Uiterlijke kenmerken en ontwikkeling van Pytoseiulus persimilis
Een volwassen Phytoseiulus herken je aan het oranje tot rood gekleurde lichaam, dat de vorm heeft van een druppel. De ontwikkelingsstadia van de roofmijt bestaan uit: ei, larve, eerste-, tweede nimfenstadia en volwassen mijt. De volwassen roofmijten zijn ongeveer 0.6 mm groot, mannetjes zijn iets kleiner dan vrouwtjes. De eieren van de roofmijt zijn t.o.v. de spint eieren twee keer zo groot en hebben lichtroze kleur en zijn ovaal van vorm. De eitjes van de spint zijn rond. De larven en nimfen hebben ook een lichtroze kleur. Een volwassen roofmijt legt, bij gunstige omstandigheden, tot wel 6 eieren per dag. Deze komen binnen enkele dagen uit.

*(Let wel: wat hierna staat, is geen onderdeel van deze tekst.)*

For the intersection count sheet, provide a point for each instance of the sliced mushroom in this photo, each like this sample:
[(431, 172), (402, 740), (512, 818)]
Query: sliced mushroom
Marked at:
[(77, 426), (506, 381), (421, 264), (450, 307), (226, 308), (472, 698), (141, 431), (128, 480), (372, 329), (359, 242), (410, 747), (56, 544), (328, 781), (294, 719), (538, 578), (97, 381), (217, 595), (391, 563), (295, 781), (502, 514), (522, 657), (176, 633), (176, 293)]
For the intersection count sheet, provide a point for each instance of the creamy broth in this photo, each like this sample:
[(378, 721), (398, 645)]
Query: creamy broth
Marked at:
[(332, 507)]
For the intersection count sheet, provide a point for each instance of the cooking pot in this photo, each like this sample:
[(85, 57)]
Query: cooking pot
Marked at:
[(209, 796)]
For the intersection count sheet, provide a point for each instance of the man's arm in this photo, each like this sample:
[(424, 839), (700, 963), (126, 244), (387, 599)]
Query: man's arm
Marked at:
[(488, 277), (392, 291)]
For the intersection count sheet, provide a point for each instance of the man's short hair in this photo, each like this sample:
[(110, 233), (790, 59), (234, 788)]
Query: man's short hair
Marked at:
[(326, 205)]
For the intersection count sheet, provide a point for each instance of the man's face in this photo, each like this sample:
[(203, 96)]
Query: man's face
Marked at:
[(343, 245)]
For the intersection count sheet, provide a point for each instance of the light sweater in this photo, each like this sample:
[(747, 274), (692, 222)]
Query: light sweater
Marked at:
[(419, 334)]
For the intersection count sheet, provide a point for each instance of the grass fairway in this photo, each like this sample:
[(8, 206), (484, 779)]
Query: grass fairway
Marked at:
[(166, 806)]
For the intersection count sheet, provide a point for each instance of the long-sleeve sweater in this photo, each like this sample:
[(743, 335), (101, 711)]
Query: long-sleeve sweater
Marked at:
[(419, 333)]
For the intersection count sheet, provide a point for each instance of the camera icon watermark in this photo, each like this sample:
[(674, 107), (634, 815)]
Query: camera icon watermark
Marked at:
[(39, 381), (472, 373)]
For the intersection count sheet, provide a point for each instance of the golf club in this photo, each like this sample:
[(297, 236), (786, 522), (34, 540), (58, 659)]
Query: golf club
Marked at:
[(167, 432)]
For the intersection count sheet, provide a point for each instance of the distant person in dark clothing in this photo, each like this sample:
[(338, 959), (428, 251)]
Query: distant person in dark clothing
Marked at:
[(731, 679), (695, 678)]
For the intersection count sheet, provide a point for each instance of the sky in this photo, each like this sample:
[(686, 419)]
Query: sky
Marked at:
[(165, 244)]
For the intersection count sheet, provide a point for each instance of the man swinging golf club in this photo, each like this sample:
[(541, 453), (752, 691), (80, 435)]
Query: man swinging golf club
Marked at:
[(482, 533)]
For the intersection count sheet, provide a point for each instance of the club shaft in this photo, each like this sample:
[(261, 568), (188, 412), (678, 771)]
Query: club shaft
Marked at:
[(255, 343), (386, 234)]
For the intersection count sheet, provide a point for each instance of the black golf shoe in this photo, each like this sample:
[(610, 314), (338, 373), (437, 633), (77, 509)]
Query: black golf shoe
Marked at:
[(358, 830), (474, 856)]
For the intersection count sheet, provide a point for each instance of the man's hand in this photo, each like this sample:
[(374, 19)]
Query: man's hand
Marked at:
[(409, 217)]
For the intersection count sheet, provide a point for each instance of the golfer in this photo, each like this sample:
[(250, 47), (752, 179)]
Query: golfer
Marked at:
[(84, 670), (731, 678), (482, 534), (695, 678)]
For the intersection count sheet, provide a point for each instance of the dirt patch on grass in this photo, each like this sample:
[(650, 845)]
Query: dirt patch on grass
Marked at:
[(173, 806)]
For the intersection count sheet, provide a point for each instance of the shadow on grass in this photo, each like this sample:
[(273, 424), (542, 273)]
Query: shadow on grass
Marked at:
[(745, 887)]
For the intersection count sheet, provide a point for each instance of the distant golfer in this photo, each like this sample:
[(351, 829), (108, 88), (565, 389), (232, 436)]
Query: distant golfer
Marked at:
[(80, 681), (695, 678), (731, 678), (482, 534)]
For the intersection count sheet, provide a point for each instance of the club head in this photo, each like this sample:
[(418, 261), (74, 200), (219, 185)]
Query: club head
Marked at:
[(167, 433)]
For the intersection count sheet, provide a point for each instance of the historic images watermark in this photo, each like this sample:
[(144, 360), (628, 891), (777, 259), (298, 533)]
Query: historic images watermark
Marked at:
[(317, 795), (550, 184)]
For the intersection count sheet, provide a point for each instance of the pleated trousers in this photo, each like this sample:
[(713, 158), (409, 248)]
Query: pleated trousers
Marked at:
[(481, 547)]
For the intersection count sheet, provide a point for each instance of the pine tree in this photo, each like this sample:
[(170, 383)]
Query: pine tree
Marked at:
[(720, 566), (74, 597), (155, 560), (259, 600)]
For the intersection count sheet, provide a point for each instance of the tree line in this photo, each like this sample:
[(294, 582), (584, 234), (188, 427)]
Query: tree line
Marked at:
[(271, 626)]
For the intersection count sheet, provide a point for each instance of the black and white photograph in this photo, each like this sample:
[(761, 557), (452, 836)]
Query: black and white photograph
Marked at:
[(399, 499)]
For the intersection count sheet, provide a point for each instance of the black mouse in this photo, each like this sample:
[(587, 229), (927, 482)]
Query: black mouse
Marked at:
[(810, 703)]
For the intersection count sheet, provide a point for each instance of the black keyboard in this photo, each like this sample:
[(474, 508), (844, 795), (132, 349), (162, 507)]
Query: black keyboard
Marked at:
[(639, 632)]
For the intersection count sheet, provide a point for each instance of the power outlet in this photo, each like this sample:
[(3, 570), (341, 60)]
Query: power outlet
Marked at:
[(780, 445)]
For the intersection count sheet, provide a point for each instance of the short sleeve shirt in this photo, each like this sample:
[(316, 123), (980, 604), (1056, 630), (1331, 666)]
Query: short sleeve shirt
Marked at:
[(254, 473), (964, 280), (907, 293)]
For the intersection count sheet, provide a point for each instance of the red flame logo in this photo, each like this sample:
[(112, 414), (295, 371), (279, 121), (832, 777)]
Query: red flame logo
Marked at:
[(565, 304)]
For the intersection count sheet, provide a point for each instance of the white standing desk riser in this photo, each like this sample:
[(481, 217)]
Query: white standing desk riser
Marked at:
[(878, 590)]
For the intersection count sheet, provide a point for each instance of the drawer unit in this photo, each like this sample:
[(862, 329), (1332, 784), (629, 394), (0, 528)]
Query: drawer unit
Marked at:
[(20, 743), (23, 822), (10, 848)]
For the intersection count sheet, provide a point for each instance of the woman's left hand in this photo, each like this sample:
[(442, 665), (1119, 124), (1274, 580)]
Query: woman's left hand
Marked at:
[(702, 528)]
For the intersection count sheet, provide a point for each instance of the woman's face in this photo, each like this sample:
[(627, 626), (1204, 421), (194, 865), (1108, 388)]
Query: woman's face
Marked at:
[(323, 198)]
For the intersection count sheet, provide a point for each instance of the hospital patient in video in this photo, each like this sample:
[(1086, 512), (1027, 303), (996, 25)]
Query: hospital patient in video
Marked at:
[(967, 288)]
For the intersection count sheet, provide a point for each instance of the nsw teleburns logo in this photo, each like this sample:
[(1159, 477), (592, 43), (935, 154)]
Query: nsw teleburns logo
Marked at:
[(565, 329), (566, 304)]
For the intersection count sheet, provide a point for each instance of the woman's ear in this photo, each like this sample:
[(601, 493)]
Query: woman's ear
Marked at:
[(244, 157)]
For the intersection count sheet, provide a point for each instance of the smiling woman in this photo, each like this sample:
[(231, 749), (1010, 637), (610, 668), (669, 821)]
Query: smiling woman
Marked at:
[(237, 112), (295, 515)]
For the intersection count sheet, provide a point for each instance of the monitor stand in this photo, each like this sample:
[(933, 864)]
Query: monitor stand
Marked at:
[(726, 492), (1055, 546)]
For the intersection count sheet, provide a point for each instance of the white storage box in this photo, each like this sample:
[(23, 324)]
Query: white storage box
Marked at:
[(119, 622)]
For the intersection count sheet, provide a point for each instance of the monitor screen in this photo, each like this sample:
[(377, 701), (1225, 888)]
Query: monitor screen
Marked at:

De ontwikkeling van ei tot ei ligt rond de negen dagen bij 20° en zeven dagen bij 25°. Temperaturen onder de 18° en boven de 30° hebben een negatieve invloed op de ontwikkeling. De optimale luchtvochtigheid licht boven de 60%. Omdat Phytoseiulus sneller ontwikkelt dan spint is de roofmijt in staat een spint aantasting onder controle te krijgen.
Door de vraatzucht en omdat de ontwikkelingssnelheid van een Phytoseiulus twee keer zo groot is als van een spint is de Phytoseiulus in staat een spintplaag op te ruimen.
In de winter ontwikkelt de roofmijt trager en zal hij spint veel minder snel kunnen opruimen.